The 2015 Agreement also requires the Company to make certain payments totaling €8.6 million (“Manufacturing and Development Payments”) to Fresenius in 2016 and on December 31st of the earlier of (a) the year of achievement of certain production volumes or (b) 2022. Because these payments represent unconditional payment obligations, the Company recognized its liability for these payments at their net present value at discount rate of 9.72% based on the Company’s effective borrowing rate. The Manufacturing and Development Payments liability is accreted through interest expense based on the estimated timing of its ultimate settlement. As of December 31, 2015, the Company had accrued $7.8 million (€7.2 million) related to the Manufacturing and Development Payments, of which $3.3 million (€3.0 million) was included in “Manufacturing and development obligations—current”, and $4.5 million (€4.2 million) was included in “Manufacturing and development obligations—non-current” on the Company’s Consolidated Balance Sheets.

The Manufacturing and Development Payments will be made to support certain projects Fresenius will perform on behalf of the Company related to research and development activities and manufacturing efficiency activities. The Company allocated $4.8 million to research and development activities and $2.4 million to manufacturing efficiency activities based on their market value. The prepaid asset related to amounts paid up front for the R&D activities to be conducted by Fresenius on behalf of the Company is expensed over the period which such activities occur. The manufacturing efficiency asset is expensed on a straight-line basis over the life of the 2015 Agreement. As of December 31, 2015, the prepaid asset related to amounts paid up front for the R&D activities to be conducted by Fresenius on behalf of the Company was included in “Other current assets” on the Company’s Consolidated Balance Sheets at $4.1 million. As of December 31, 2015, the manufacturing efficiency asset was included in “Other assets” on the Company’s Consolidated Balance Sheets at $2.4 million.

The initial term of the 2015 Agreement extends through July 1, 2025 (the “Initial Term”) and is automatically renewed thereafter for additional two year terms (each, a “Renewal Term”), subject to termination by either party upon (i) two years written notice prior to the expiration of the Initial Term or (ii) one year written notice prior to the expiration of any Renewal Term. Under 2015 Agreement the Company shall have the right, but not the obligation, to purchase certain assets and assume certain liabilities from Fresenius.
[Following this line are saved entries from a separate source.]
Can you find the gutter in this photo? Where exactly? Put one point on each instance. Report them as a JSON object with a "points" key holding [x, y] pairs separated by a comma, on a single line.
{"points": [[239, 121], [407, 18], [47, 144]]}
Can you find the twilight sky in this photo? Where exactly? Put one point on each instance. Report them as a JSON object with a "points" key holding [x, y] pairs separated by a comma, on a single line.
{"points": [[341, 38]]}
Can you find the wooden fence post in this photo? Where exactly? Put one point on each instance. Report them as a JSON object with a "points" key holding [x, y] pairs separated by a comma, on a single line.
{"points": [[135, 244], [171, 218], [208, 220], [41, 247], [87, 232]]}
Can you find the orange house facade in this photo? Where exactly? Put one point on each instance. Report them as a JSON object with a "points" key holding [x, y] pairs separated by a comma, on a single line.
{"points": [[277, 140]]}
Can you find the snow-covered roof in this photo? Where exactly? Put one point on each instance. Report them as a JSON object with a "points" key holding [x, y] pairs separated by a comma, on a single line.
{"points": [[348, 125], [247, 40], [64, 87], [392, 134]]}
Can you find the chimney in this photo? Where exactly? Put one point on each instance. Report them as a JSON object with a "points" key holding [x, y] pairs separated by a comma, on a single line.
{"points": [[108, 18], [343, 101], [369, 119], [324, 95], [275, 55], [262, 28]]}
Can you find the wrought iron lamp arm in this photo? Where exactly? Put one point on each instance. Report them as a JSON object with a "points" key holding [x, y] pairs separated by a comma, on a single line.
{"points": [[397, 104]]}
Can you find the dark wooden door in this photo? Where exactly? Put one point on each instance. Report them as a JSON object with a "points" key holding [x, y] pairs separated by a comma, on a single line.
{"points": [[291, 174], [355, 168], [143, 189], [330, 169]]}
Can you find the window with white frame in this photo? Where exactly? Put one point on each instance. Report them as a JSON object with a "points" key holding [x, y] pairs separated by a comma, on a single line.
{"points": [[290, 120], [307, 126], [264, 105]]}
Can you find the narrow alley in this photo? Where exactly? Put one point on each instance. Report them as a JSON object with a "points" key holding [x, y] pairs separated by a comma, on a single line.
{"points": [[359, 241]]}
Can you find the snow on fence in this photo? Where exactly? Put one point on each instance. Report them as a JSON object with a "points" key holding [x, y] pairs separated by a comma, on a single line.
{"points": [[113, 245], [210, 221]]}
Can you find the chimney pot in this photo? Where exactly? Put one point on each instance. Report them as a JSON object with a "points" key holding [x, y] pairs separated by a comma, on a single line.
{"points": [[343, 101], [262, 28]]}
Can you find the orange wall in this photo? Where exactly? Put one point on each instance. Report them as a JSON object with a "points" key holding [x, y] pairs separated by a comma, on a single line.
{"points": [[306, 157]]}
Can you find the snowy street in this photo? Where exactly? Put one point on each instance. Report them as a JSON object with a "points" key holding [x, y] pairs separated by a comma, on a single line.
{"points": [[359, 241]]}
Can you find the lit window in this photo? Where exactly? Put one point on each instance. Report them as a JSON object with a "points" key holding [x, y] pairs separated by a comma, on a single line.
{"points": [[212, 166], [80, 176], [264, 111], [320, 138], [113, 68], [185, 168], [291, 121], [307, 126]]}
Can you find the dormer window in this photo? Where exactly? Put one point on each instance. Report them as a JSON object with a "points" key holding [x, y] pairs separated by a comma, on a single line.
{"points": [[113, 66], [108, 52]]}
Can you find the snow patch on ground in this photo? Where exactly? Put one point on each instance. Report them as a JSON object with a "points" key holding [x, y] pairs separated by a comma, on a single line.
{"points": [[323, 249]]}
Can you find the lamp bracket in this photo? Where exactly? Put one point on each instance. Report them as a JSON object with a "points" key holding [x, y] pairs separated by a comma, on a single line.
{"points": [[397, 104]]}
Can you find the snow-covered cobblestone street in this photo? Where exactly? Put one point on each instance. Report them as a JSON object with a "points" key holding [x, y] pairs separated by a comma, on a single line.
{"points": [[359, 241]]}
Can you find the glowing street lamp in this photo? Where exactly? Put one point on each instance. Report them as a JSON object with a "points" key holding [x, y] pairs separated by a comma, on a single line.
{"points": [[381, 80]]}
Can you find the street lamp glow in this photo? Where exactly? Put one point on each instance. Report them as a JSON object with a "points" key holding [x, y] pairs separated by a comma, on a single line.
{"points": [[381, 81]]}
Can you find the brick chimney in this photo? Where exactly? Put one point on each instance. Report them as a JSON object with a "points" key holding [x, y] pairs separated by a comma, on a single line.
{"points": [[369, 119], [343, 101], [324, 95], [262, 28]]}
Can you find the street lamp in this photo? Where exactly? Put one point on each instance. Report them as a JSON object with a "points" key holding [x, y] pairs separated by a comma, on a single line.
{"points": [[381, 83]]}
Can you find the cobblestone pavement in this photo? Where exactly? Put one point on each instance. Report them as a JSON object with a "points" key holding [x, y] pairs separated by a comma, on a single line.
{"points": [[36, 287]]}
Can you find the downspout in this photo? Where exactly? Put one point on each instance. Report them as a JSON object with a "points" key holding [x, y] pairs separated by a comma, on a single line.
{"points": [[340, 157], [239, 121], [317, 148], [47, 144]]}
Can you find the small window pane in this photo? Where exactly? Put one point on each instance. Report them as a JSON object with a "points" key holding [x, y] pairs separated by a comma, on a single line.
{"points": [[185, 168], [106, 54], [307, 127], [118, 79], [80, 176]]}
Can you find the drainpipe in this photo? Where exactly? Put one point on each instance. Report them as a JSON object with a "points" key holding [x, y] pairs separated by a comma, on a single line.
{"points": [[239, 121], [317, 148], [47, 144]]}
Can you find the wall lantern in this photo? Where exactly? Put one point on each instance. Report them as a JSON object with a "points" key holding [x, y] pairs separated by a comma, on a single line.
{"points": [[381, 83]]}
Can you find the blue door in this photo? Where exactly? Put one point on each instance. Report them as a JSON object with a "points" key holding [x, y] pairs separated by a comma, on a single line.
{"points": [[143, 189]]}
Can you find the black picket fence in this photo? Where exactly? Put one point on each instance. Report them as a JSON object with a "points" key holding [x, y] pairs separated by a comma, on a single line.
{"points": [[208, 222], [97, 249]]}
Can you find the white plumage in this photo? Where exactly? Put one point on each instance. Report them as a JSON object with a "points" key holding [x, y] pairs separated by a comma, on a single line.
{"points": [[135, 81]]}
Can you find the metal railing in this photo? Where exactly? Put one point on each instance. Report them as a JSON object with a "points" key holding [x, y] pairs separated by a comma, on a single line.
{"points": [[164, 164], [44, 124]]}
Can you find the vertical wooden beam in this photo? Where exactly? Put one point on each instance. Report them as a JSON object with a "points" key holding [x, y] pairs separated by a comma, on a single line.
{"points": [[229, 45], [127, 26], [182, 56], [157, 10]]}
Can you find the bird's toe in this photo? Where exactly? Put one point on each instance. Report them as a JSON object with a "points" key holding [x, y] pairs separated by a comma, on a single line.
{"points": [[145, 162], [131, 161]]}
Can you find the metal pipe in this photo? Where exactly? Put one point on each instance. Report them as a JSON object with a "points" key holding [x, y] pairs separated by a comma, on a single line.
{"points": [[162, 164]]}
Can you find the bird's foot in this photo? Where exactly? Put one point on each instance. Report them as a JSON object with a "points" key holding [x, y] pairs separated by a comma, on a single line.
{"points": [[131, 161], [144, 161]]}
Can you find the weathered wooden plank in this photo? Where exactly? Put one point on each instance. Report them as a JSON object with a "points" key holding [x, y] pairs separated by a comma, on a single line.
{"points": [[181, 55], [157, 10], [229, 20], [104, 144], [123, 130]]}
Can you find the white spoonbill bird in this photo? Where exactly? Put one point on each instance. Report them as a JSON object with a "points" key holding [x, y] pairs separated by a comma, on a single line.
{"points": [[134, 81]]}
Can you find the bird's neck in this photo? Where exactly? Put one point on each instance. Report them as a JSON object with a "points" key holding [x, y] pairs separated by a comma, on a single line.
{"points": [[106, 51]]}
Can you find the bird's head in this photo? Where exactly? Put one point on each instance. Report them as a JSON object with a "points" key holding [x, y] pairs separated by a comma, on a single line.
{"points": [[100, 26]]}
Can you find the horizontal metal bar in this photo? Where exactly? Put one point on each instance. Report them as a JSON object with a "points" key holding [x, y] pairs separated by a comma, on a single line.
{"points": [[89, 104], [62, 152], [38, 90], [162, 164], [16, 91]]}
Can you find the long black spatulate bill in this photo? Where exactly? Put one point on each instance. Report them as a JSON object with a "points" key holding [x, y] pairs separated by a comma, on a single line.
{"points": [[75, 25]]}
The Company made payments to Fresenius of $14.9 million, $19.1 million and $15.0 million relating to the manufacturing of the Company products during the years ended December 31, 2015, 2014 and 2013, respectively. At December 31, 2015 and December 31, 2014, the Company owed Fresenius $2.5 million and $5.1 million, respectively, for INTERCEPT disposable kits manufactured. At December 31, 2015 and 2014, amounts due from Fresenius were $0.2 million and $1.3 million respectively.